Dagmar ZieglerSPD - Wirtschaftliche Zusammenarbeit und Entwicklung
Vielen Dank, Frau Präsidentin. – Werte Kolleginnen und Kollegen! Sehr geehrter Herr Oehme, Ihr Kollege Frohnmaier hat vorhin von intellektueller Zumutung gesprochen. Er muss Ihre Rede im Sinn gehabt haben.
(Beifall bei der SPD sowie bei Abgeordneten der LINKEN und des BÜNDNISSES 90/DIE GRÜNEN und des Abg. Carsten Körber [CDU/CSU])
Anders kann ich mir das nicht vorstellen.
Liebe Kolleginnen und Kollegen! Sehr geehrter Herr Minister, wir haben festgestellt: Es gibt einen tollen Zuwachs von 10 Prozent; das ist viel Geld, nämlich 900 Millionen Euro. Wir liegen bei 9,4 Milliarden Euro, die für unsere Projekte in der Entwicklungszusammenarbeit zur Verfügung stehen. Das ist schon mal ein Erfolg.
Die berühmte Bereinigungssitzung der letzten Woche hat in wichtigen Punkten nochmals Verbesserungen gebracht. Deshalb sind wir auch unseren Koalitionären im Haushaltsausschuss sehr dankbar. Herzlichen Dank!

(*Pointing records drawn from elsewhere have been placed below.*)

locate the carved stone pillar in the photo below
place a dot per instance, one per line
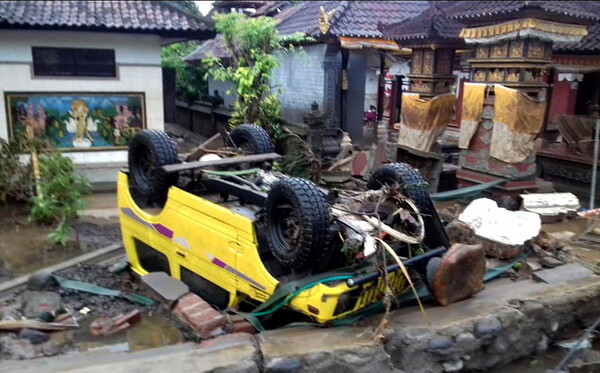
(332, 67)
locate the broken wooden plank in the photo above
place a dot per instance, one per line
(221, 162)
(211, 145)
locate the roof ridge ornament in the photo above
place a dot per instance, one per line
(324, 18)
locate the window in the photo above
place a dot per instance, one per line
(73, 62)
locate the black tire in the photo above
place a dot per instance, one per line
(250, 138)
(149, 150)
(414, 187)
(297, 218)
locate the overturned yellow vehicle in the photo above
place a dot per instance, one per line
(235, 233)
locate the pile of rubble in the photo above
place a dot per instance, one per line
(516, 237)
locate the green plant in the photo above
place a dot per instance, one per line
(16, 179)
(253, 43)
(190, 81)
(61, 195)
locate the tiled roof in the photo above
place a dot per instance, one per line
(430, 25)
(476, 9)
(351, 18)
(268, 7)
(134, 16)
(211, 48)
(589, 43)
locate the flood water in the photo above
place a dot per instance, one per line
(24, 247)
(151, 332)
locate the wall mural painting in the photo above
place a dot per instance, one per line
(78, 121)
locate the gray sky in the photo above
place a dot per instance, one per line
(204, 6)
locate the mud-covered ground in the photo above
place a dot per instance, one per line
(24, 247)
(157, 327)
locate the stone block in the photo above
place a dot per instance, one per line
(348, 349)
(571, 271)
(197, 313)
(37, 302)
(165, 287)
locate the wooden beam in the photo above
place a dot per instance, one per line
(221, 162)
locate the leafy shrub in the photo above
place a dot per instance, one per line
(61, 195)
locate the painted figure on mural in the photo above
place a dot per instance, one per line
(78, 121)
(81, 124)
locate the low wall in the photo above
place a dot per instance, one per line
(504, 322)
(202, 118)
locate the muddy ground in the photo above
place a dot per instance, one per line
(157, 327)
(24, 247)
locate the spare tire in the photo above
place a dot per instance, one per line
(149, 150)
(414, 187)
(250, 138)
(297, 218)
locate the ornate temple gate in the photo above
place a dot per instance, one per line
(504, 109)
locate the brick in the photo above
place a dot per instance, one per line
(240, 327)
(227, 340)
(198, 314)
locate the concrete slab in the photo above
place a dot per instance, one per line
(235, 353)
(168, 289)
(308, 349)
(567, 272)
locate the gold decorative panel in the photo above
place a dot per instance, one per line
(482, 51)
(444, 60)
(420, 86)
(499, 50)
(428, 62)
(536, 48)
(479, 75)
(497, 75)
(513, 75)
(417, 63)
(516, 48)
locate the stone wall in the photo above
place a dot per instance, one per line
(301, 79)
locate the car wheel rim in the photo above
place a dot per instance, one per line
(287, 226)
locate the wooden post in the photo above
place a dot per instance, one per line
(34, 161)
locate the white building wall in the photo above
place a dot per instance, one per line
(371, 86)
(138, 70)
(301, 78)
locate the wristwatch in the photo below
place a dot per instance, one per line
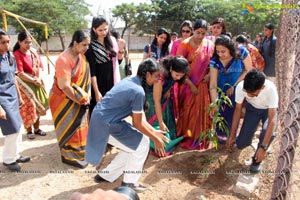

(Zuruf von der CDU/CSU: Immer gern!)
Natürlich ist Entwicklungspolitik ein Feld, für das wir nie genug Geld bekommen können. Das Geld reicht an allen Ecken und Enden nicht. Neue Gräben tun sich auf, sobald sich andere geschlossen haben. Dennoch blicken wir auf einen Haushalt, der uns, sehr geehrter Herr Minister, tatsächlich viele Handlungsmöglichkeiten eröffnet. Es ist ein Haushalt, der unserer Verantwortung im Ausland gegenüber internationalen Organisationen und auch im Inland gerecht wird.
Mit Blick auf die Stimmen, die – wir haben es gerade gehört – ein Absinken der ODA-Quote erreichen wollen, will ich sagen: Meine Fraktion tritt gegen ein solches Absinken ein. Das Erreichen der Quote zugunsten einer effektiven Entwicklungspolitik bleibt unser Ziel.
(Beifall bei der SPD)
Dieser Anspruch ist Teil unserer sozialdemokratischen DNA, und es spricht auch kein sozialdemokratischer Finanzminister dagegen.
(Anja Hajduk [BÜNDNIS 90/DIE GRÜNEN]: Na ja, das ist ja noch zu beweisen!)
Es wäre aber falsch, lediglich den Haushalt des BMZ für das Erreichen der Quote verantwortlich zu machen. Wir wissen: Das Entwicklungsministerium trägt zu rund 40 Prozent der deutschen ODA-Ausgaben bei. Die weiteren Teile werden durch das Auswärtige Amt, nämlich durch humanitäre Hilfe, zivile Krisenprävention und Auswärtige Kulturpolitik, sowie durch das Umweltministerium getragen.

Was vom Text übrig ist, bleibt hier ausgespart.